A recent report involving a Dalí painting, Figura en una taula (pictured below), has once again brought the issue of cultural export controls into focus. The Dalí painting, owned by an Italian national named Elena Quarestani, has been blocked by the Italian authorities from leaving the country. This is because it has been subject to a ‘declaration of cultural interest’, which can occur for any work that is currently in the country, over 50 years old and made by an artist now deceased.
But how could a work by Salvador Dalí, a Spaniard who spent part of his life in France, qualify as being ‘of cultural interest’ in Italy? What did Dalí have to do with Italian culture? It seems an obvious question to ask, but the answer used by the government to block the export is a stretch.

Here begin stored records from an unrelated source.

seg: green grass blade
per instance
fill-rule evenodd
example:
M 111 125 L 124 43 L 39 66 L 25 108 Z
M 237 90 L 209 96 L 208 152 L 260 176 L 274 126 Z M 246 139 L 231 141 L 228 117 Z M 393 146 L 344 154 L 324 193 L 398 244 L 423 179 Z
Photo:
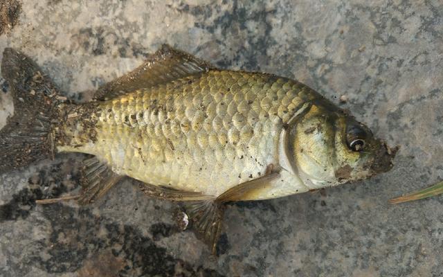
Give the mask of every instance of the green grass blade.
M 398 204 L 408 202 L 413 200 L 418 200 L 431 196 L 438 195 L 443 193 L 443 181 L 437 183 L 433 186 L 422 190 L 418 190 L 406 195 L 401 196 L 389 200 L 390 204 Z

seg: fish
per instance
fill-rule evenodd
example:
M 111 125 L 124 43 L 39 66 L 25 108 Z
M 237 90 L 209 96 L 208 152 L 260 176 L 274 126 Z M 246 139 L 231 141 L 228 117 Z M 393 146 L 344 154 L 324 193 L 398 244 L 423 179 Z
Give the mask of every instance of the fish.
M 65 152 L 89 154 L 91 204 L 123 179 L 183 203 L 215 251 L 225 204 L 332 187 L 388 172 L 397 148 L 296 80 L 219 69 L 163 45 L 139 67 L 75 103 L 29 57 L 4 50 L 15 114 L 0 131 L 0 173 Z M 60 199 L 39 199 L 40 204 Z

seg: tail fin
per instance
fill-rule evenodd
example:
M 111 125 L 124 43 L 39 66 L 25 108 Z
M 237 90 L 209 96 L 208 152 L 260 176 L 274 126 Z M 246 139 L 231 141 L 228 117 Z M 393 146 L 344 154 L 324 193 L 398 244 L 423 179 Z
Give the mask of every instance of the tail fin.
M 5 49 L 1 73 L 12 93 L 14 116 L 0 130 L 0 173 L 51 157 L 51 120 L 57 118 L 58 91 L 29 57 Z

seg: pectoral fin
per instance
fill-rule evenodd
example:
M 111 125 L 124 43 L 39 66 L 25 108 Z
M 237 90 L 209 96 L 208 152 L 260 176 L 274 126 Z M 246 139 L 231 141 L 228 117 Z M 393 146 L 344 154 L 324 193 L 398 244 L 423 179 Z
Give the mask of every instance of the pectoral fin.
M 187 53 L 163 45 L 133 71 L 100 87 L 96 100 L 106 100 L 173 80 L 201 73 L 210 65 Z
M 278 178 L 280 173 L 271 172 L 261 178 L 240 184 L 220 195 L 215 201 L 226 203 L 230 201 L 253 200 L 253 195 L 266 188 L 273 179 Z
M 177 190 L 163 186 L 153 186 L 138 181 L 138 187 L 146 195 L 169 201 L 204 201 L 215 198 L 213 195 L 207 195 L 193 191 Z

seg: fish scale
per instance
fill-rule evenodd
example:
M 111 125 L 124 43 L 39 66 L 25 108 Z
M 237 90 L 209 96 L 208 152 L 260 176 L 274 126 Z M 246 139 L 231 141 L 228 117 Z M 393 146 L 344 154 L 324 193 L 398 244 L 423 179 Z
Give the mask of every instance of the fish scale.
M 278 164 L 283 124 L 317 97 L 283 78 L 211 70 L 100 103 L 96 141 L 59 150 L 155 186 L 219 195 Z

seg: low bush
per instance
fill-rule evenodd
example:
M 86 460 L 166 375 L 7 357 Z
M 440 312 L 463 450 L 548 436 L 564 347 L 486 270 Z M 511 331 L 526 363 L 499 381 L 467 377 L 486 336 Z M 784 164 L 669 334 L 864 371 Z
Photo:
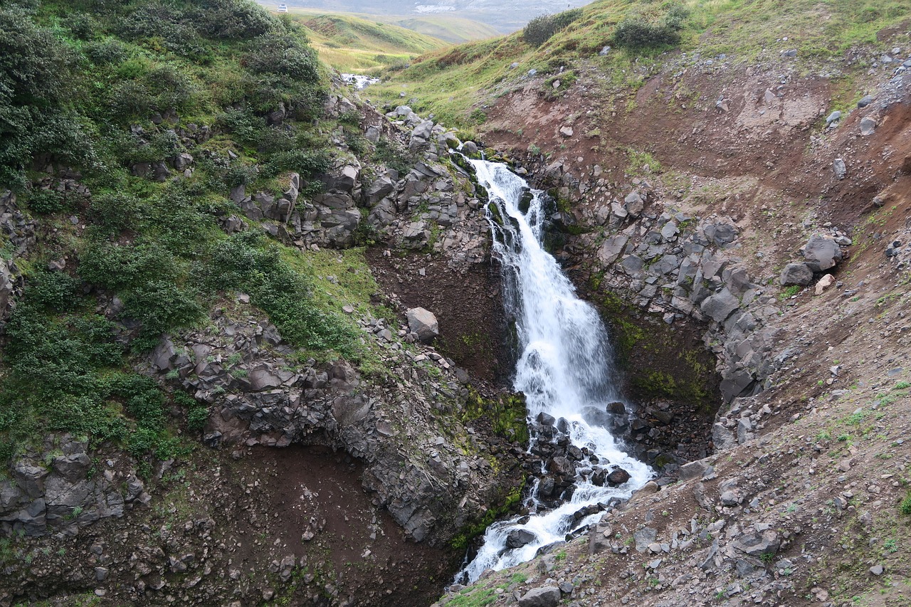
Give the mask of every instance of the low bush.
M 681 40 L 680 30 L 687 10 L 681 5 L 671 5 L 663 16 L 649 19 L 633 16 L 623 19 L 614 30 L 613 43 L 630 49 L 655 48 L 676 45 Z
M 556 15 L 540 15 L 522 29 L 522 39 L 532 46 L 540 46 L 553 37 L 554 34 L 566 28 L 582 16 L 581 8 L 573 8 Z
M 351 348 L 353 334 L 335 315 L 319 310 L 302 275 L 281 259 L 281 250 L 262 234 L 247 231 L 212 248 L 199 277 L 210 293 L 242 290 L 269 314 L 282 337 L 313 350 Z

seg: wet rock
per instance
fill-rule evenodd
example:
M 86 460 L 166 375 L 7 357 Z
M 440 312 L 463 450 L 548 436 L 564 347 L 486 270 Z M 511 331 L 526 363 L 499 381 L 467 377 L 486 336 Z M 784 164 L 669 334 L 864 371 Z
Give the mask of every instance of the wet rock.
M 517 529 L 507 535 L 507 548 L 521 548 L 526 544 L 533 542 L 537 536 L 524 529 Z
M 658 530 L 643 527 L 633 533 L 632 538 L 636 541 L 636 550 L 644 552 L 649 549 L 649 544 L 654 543 L 658 538 Z
M 567 458 L 558 456 L 548 462 L 548 470 L 561 477 L 573 477 L 576 474 L 576 468 Z
M 723 424 L 715 424 L 711 427 L 711 442 L 716 451 L 724 451 L 737 446 L 737 438 L 733 432 L 724 427 Z
M 608 475 L 608 483 L 611 486 L 622 485 L 630 480 L 630 473 L 622 468 L 618 468 Z
M 876 130 L 876 121 L 870 117 L 863 118 L 860 120 L 860 134 L 866 137 L 867 135 L 873 135 L 873 132 Z
M 740 301 L 727 289 L 705 298 L 700 308 L 702 313 L 719 323 L 724 321 L 740 307 Z
M 698 478 L 702 476 L 702 473 L 705 472 L 708 467 L 708 463 L 703 460 L 691 461 L 688 464 L 681 466 L 680 470 L 678 471 L 678 478 L 681 480 Z
M 557 586 L 534 588 L 518 600 L 518 607 L 557 607 L 560 604 L 560 589 Z
M 417 334 L 418 339 L 429 344 L 440 334 L 440 325 L 436 316 L 424 308 L 411 308 L 407 312 L 408 328 Z

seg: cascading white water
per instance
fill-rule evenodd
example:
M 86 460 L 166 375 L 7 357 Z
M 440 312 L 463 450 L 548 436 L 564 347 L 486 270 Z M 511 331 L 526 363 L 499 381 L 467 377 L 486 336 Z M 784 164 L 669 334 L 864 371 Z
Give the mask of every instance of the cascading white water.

The reason is that the painting had been influenced by the Valori Plastici art movement in Italy. And so, if this reasoning is taken to its logical extreme, a work currently in Italy and over 50 years old that shows the influence of any Italian artistic movement or Italian artist, could be subject to restrictions on export, as well as on the sale of the work within Italy. But any artist who hasn’t been so influenced by the Italians in one way or another was probably living under a shell.
There is movement afoot to amend the Italian export laws so that they would only apply to objects over 70 years of age. But this wouldn’t affect the treatment of Figura en una taula, which was painted in 1925. Nor would it prevent the sort of logical gymnastics that could catch a work like this in the net of the export authorities. Quarestani and her lawyer Giuseppe Calabi are looking to challenge the Italian laws before the Court of Justice of the European Union. Perhaps then some answers will be found. But for now, in countries like Italy with strong cultural export restrictions, the pendulum is definitely on the side of the powers of retention.